The Frisco Founder’s Day is an annual event hosted by the Frisco Historic Park & Museum which is a tradition cherished by city officials, residents and visitors. This year the event was renamed Frisco History Day to reflect the entire past of the community, and with it some changes were made to the programming of activities.
The first time the name of the event changed was last year. Museum director Rose Gorrell said it had become a ‘founder’s celebration’ due to the pandemic and events spanned a week to keep the crowds at bay. Earlier this year, Gorrell said she and her team believed it was time to update the name of the event in the future.
“Thinking about this year, we realized that the term ‘Founder’s Day’ didn’t quite fit our vision and mission to which we are dedicated, (and) that (it) didn’t really tell the whole story. “said Gorrell. .
When the event began, Gorrell said it was being organized as a fundraiser for the park. It is now a free community event that allows other nonprofits to raise funds and educate the community about Frisco’s past. Gorrell also said the new name change was driven by the city of Frisco’s efforts to be more welcoming to all communities.
“The term ‘founders’ is also not as inclusive as we would like,” she said. “One of the city’s priorities is to become a more inclusive community, so this change only reflects this reorientation and reflection on what this event really means for the community. “
The intention was to celebrate not only the founders and early settlers of Frisco, but also the Ute people. Gorrell said this tribe included some of the first people to visit the Frisco area.
“Their oral history places them here since the beginning of time and there has also been archaeological evidence that says (they were here) over 10,000 years old,” Gorrell said.

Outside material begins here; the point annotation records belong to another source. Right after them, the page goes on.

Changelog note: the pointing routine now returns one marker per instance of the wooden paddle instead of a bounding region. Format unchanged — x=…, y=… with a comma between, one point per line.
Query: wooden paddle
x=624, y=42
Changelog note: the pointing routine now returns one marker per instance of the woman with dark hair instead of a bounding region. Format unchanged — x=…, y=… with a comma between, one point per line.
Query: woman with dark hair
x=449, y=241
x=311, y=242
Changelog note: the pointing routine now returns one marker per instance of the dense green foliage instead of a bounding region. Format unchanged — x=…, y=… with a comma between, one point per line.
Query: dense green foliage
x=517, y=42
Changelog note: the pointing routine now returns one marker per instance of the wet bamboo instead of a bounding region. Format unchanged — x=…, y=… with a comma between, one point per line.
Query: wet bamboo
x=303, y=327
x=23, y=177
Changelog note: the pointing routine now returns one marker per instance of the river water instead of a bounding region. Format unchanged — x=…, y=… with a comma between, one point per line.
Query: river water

Gorrell said the museum brings a member of the Ute tribe from the Aspen Historical Society each summer to talk to visitors about the Ute people, their origin history and their interactions with Euro-Americans who arrived in the region in the region. early 1800s.
The Saturday July 10 event had a stacked lineup, and new this year was a baking contest which was added to tie in with a new food history exhibit that launched on July 1.
“We included this baking contest as a way to tie that together, and also to capture some of those early Frisco days when there was a lot more potlucks in the community,” Gorrell said. “There were a lot more baked goods in hand (for) everything because there wasn’t necessarily a grocery store nearby. … We wanted to find a way to bring out some of those old school skills that not everyone necessarily has anymore.
The winner of the baking contest was Beth Weigand with her pecan pie. Weigand won the gold prize for a La Creuset gift basket. Second place went to a pontoon boat rental from Frisco Bay Marina, and third place went to a private tour of the historic city led by museum staff.
The range of activities also included a craft tent where visitors could make puppets, play with sidewalk chalk, and pick up a on-the-go craft kit provided by The Frosted Flamingo mobile art studio. There was also an artifact tent where visitors could touch and discover historical artifacts, and there were gold panning sites and lawn games. Girl Scouts were also present to sell ice cream.
In addition, guests could also browse the museum, explore the historic buildings on site, and take a free city tour. Later that day, visitors were encouraged to picnic in the park, an activity that coincides with the museum’s new Food History exhibit, and musician Randall McKinnon performed live for a few hours in the afternoon.
Although Gorrell said the event didn’t attract as many attendees because of the virus, it was still popular with visitors like Jean Liska and his granddaughter, Courtney Berning, both of Frisco. Liska is originally from Longmont but has an apartment in Frisco and said the two frequented the museum so often that they got to know the staff well.
“We come every time there is an activity here in the park,” Liska said.
Bronwen Clark, who lives in Denver with her family but has an apartment in Frisco, said the same. She and her family have visited in the past and have said that the museum park is one of their favorite things to do in Frisco.
“I have kids and they still love it,” Clark said. “They love the cabins, the historic part anyway, so we come here at least two or three times every visit because it’s just something fun and different to do.”
Clark said events like these that focus on local history are important because they are a reminder of how far a community has come.
“There is so much growth in the mountains, as evidenced by the traffic, but I think it’s kinda nice to rethink how things started to give you a little perspective on how bad things have gotten. changed, ”Clark said. “Honestly, I don’t know much about Frisco’s story, so it’s good (that) the kids are having fun and I’m learning a few things.”